Marijuana Processing Draws Seasonal Workers to California
The annual march of migrant marijuana workers throughout California’s pot-rich North Coast is in full swing but, like the pot industry itself, reaction to the workers’ presence is mixed.
Some residents say the migrant workers contribute to the economy, but critics point out that during the marijuana trimming season there are often upticks in complaints about transients, illegal camping and illegal dumping in their towns, the Santa Rosa Press Democrat reported.
There are no official statistics available on the number of seasonal laborers in the underground industry but local experts say between 7,000 and 12,000 workers show up during the trimming season, which runs from mid-September through the end of November.
Tim Blake, who heads a Laytonville-based marijuana cooperative, estimates about 150,000 workers labor in California’s pot crop annually and he figures each worker spends about $1,000 while they’re in Northern California.
There are now some many of trimming workers, many of them foreigners, that some are believed to wind up on the streets, loitering, camping illegally and panhandling. Critics say their presence attracts vagrants who perceive a permissive pot culture in their towns.
Willits Police Chief Gerry Gonzalez said there is an increase in complaints about transients in his city during the trimming season. But it’s nothing like the problems plaguing Garberville, in southern Humboldt County.

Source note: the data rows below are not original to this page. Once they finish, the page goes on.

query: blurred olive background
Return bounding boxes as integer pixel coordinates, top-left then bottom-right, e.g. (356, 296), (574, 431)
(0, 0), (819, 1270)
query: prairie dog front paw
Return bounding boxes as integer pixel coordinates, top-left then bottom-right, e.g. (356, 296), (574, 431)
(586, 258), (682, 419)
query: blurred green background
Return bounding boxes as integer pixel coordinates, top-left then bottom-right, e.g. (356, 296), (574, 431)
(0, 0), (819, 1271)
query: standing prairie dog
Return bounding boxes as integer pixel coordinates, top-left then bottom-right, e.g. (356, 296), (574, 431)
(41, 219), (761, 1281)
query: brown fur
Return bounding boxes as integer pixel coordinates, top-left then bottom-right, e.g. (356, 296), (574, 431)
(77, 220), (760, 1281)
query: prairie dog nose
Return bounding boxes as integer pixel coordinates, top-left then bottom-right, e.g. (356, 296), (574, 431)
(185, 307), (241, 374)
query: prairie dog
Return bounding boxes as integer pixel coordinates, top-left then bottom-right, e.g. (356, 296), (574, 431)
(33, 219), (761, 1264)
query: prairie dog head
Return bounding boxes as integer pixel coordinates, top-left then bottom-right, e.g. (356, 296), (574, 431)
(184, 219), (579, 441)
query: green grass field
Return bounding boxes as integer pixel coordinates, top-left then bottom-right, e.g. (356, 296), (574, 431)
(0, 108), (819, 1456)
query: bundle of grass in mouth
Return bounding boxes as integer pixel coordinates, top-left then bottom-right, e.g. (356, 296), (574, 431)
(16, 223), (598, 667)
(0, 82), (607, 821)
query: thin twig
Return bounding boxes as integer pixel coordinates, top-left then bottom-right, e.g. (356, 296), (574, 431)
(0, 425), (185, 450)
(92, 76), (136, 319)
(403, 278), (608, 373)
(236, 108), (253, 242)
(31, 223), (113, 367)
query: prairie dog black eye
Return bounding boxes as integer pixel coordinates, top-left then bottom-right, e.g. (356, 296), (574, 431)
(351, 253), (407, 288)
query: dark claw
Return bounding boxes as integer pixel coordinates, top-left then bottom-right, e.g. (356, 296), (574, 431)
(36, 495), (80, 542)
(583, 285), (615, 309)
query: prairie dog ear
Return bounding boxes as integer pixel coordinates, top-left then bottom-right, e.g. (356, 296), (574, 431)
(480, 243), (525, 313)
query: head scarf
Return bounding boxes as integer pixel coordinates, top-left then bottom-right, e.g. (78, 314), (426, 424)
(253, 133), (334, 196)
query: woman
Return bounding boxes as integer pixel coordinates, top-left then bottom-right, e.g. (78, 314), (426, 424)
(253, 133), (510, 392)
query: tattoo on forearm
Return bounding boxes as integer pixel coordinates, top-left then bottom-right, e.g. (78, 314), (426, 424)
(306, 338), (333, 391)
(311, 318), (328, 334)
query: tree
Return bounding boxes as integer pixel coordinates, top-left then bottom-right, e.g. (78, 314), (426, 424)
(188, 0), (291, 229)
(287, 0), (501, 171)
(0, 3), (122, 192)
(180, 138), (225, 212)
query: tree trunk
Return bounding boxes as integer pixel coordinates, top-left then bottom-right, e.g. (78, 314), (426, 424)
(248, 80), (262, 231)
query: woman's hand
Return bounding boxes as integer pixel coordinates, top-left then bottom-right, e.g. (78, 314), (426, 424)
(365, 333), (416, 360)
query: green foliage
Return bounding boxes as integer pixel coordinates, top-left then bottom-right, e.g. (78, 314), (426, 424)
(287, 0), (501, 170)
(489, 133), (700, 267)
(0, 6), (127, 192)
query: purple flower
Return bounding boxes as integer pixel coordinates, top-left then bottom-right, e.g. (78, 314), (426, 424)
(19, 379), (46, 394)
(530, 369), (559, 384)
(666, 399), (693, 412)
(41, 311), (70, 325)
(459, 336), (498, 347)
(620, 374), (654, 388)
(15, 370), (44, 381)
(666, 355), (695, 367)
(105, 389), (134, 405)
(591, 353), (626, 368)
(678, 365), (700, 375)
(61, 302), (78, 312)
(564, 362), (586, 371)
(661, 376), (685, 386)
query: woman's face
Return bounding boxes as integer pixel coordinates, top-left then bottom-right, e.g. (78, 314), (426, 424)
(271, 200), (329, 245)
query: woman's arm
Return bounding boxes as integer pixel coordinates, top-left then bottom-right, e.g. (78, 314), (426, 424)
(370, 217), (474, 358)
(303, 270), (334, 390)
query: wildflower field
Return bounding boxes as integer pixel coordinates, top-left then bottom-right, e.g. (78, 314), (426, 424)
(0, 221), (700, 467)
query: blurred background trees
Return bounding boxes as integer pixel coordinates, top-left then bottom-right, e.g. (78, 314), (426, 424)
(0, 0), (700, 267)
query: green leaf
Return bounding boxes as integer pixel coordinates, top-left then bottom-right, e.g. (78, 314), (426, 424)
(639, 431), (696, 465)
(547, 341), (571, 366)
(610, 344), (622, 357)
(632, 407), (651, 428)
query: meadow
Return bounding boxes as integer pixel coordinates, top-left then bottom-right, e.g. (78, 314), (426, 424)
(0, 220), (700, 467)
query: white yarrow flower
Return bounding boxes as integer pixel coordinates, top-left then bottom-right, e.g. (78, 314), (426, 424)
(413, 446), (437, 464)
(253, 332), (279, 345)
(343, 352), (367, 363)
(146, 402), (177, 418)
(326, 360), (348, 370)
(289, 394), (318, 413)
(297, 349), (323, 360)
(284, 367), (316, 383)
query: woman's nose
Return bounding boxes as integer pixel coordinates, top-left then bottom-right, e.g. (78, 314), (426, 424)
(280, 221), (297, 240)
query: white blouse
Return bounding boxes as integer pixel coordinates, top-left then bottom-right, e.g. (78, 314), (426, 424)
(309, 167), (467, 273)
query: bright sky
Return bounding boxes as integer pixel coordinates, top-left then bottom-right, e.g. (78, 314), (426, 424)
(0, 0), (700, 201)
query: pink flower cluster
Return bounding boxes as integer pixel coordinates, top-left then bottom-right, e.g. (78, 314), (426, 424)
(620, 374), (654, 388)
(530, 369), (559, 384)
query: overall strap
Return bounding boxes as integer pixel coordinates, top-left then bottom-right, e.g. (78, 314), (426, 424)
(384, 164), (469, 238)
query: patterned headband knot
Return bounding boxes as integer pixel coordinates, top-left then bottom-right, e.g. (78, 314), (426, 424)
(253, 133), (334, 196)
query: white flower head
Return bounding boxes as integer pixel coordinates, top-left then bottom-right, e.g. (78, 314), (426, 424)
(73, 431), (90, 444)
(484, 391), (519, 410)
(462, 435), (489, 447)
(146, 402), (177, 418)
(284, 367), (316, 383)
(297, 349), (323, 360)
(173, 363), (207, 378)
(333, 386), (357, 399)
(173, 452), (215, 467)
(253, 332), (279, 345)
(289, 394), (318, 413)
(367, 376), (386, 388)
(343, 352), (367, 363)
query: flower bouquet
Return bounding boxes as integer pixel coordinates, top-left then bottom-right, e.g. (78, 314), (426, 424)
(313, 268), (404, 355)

I have been told ‘this is the land of buds and honey'” while confronting troublesome transients, said Beth Allen, 58, a Garberville restaurant owner and small-scale medicinal marijuana farmer.
Transients are everywhere in Garberville, a tiny town with fewer than 1,000 residents.
The problem has given rise to a movement in Garberville to take back the town from vagrants and drug addicts who vandalize and burglarize homes and businesses, do hard drugs in public, urinate in the streets and harass tourists, who are now shunning the town.